During the discussion, one of the men who voted against the resolution asked this question: “Can’t we deal with this question in a more pragmatic way?” Another board member responded by saying, “No, it is our responsibility to act not according to pragmatism but according to principle.” The motion to suspend was passed by a margin of eight-to-two. The pragmatist who was outvoted, instead of submitting to the vote or bringing in a minority report, went around the board and did everything in his power to have the board’s decision overthrown. Accomplishing this, his next move was to see to it that board members with whom he disagreed were ousted from the board. Through Machiavellian machinations of corruption, this pragmatist was able to succeed. In his wake, he left the demolition of a strategically important institution of Christian learning.
What is pragmatism? Pragmatism is the only philosophy native to America. Pragmatism eschews any hope of discovering ultimate truth. It is skeptical with respect to objective principles of righteousness and defines truth as “that which works.” In this philosophy, the end always justifies the means. The driving force behind decisions within the scope of pragmatism is the force of expediency.

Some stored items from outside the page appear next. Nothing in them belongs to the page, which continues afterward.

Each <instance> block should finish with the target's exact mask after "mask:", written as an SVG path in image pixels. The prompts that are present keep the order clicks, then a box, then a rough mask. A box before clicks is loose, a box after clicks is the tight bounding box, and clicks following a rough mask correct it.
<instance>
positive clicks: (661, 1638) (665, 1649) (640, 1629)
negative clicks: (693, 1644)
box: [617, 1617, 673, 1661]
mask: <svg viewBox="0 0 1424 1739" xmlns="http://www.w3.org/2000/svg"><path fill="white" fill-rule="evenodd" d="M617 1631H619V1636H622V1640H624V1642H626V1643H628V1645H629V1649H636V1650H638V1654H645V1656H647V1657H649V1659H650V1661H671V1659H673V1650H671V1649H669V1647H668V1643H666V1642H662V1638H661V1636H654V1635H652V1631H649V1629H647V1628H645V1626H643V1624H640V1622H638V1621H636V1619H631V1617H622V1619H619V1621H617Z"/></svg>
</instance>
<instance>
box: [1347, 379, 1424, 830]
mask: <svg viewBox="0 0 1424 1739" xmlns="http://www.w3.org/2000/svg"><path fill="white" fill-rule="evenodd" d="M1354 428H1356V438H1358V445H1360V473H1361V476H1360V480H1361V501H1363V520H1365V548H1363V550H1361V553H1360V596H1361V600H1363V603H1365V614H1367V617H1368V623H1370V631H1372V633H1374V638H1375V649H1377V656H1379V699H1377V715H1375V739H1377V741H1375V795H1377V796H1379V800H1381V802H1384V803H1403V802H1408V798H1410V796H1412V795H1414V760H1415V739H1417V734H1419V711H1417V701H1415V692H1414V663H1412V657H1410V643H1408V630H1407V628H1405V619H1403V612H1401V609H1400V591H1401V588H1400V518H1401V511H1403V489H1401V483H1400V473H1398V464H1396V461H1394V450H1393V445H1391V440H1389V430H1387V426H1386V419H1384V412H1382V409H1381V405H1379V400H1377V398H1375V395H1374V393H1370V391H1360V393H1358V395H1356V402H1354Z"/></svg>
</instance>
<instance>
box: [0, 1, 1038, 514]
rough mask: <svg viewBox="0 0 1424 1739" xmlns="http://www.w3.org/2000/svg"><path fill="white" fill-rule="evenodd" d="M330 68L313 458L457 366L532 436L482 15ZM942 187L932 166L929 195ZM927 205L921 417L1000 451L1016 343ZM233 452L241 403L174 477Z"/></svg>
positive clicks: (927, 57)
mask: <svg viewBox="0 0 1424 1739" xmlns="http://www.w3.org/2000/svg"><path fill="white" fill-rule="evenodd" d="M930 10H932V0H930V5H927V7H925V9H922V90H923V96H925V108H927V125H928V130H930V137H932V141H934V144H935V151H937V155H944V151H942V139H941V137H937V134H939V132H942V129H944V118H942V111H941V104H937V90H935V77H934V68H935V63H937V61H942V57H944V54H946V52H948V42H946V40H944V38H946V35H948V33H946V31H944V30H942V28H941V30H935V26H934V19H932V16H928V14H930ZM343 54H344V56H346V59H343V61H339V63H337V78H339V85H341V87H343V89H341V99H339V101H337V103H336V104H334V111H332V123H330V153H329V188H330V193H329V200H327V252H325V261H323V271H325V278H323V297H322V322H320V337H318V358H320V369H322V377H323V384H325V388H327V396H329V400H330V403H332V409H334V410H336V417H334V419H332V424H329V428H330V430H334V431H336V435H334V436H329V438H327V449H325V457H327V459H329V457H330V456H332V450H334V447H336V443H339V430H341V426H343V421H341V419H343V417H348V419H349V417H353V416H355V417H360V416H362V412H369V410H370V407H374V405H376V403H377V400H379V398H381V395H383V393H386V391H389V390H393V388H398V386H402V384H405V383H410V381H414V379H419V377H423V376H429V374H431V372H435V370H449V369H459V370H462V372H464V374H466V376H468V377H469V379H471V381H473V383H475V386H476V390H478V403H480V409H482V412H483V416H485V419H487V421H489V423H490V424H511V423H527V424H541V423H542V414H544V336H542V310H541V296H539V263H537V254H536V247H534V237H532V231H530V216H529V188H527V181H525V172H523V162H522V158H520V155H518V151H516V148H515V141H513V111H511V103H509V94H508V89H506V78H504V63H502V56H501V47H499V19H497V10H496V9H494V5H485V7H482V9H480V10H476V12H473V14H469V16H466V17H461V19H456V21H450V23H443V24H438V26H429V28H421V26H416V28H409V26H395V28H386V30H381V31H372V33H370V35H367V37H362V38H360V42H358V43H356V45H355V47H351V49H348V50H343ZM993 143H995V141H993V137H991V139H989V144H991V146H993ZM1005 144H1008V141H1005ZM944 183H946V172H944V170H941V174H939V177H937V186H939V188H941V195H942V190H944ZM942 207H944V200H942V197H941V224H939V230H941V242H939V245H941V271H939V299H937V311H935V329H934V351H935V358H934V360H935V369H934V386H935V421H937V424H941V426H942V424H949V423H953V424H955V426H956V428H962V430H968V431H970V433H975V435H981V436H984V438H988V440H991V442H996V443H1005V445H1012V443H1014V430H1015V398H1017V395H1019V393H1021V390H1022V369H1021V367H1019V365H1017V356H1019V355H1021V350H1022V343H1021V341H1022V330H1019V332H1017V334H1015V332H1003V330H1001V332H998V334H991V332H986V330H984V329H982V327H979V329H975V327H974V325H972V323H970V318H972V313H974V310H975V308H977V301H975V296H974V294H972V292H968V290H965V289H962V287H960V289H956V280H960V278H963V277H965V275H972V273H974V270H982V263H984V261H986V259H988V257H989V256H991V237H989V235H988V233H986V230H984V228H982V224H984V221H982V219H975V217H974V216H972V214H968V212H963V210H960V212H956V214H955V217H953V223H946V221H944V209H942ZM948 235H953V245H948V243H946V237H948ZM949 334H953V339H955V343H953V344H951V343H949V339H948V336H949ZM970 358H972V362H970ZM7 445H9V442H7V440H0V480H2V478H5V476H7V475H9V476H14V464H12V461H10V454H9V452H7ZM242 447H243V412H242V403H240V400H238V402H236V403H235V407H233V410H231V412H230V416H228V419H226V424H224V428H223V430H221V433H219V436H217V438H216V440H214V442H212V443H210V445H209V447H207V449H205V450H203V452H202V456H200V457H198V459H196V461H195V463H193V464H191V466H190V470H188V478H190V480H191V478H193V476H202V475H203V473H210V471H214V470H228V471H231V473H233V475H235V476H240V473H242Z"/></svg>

We remember in the days of the trial of Jesus of Nazareth, two of the important players were Caiaphas and Pontius Pilate. Both men made their decisions to have Jesus executed on the basis of expediency (Mark 15:15; John 11:45–53). Caiaphas and Pontius Pilate were pragmatists with a vengeance.
Several years ago, I had the opportunity to have lunch with a ranking senator of the United States Congress. During our discussion, I raised an ethical issue that the Senate faced at that time and asked him why the Senate didn’t act on that particular issue. He replied that he agreed with me that the Senate certainly should act on it, but he added that they could not do it that year because it was an election year. I moved to my second question and asked about another issue that needed the Senate’s attention. Again he agreed that it should be addressed, but not that particular year because it was an election year.
After we got to the sixth or seventh question where the mantra was repeated again (“not this year because it’s an election year”), I looked at the senator and asked, “Is there anybody up here on Capitol Hill who thinks about the next generation instead of the next election?” I guess it was too idealistic of me to think that our nation’s leaders would be a bit more concerned for the welfare of the nation than for their own political war chest. No nation (or Christian institution, for that matter) can survive when its leaders are driven by a spirit of pragmatism or make their decisions according to political expediency.